High peak current electron beams are of fundamental importance in next generation linear accelerator-based facilities such as ultrafast and ultrasmall tools like Dielectric Laser Accelerator (DLA), X-Ray Free Electron Lasers (XFELs), particle colliders, Ultrafast Electron Diffraction (UED) and inverse Compton scattering experiments. Other applications include terahertz devices, nano-electronics, and various biomedical imaging applications.
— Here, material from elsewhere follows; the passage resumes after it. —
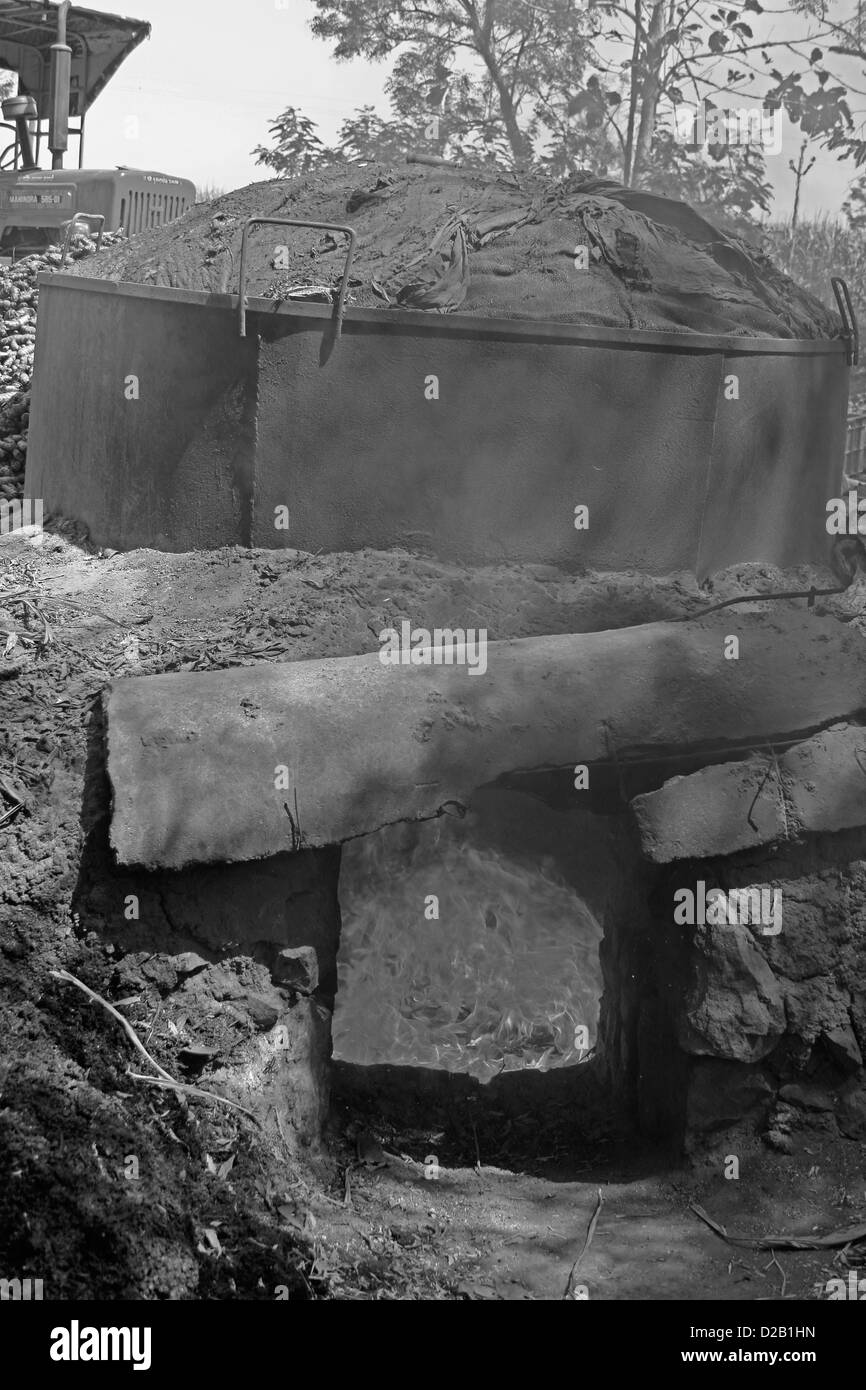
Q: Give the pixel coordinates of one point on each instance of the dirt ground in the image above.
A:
(207, 1209)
Nitrogen incorporated Ultrananocrystalline Diamond, (N)UNCD, along with other carbon-based sources, have been of great interest in recent years for high peak current applications owing to its high electrical conductivity and vacuum robustness. In this work, we report study of ultrafast non-linear photoemission mechanisms from nanostructured (N)UNCD pyramid tip cathode. We report the measurements of the scaling of the electron count rate with the incident laser intensity and the first ever measurement of photoemission electron kinetic energy spectra (PEES) from (N)UNCD pyramid tip cathode using photoemission electron microscope (PEEM). We observe the change in non-linearity in the electron count rate with increasing incident laser intensity.  The PEES spectra show electrons with kinetic energies as high as ~10 eV. Based on the shape of the PEES spectra we conclude that the high energy electrons are thermally emitted electrons due to ultrafast laser heating at the tip of (N)UNCD pyramid tip cathode.

The authors believe that this work presents scientific advances that lie at the juncture of photocathode physics, accelerator physics and solid-statephysics, and takes critical steps towards advancing real world applications like DLA, XFEL and UED. Moreover, these results will have a direct impact on the choice of the photocathode and the electron gun design of several novel ultrafast and ultrasmall future particle accelerator facilities.

Related References

[1] Kachwala, A., Chubenko, O., Kim, D., Simakov, E.I. and Karkare, S., 2024. Ultrafast laser triggered electron emission from ultrananocrystalline diamond pyramid tip cathode. Journal of Applied Physics, 135(12).

[2] Kachwala, A., Chubenko, O., Kim, D., Simakov, E.I. and Karkare, S., 2022. Quantum efficiency, photoemission energy spectra, and mean transverse energy of ultrananocrystalline diamond photocathode. Journal of Applied Physics, 132(22).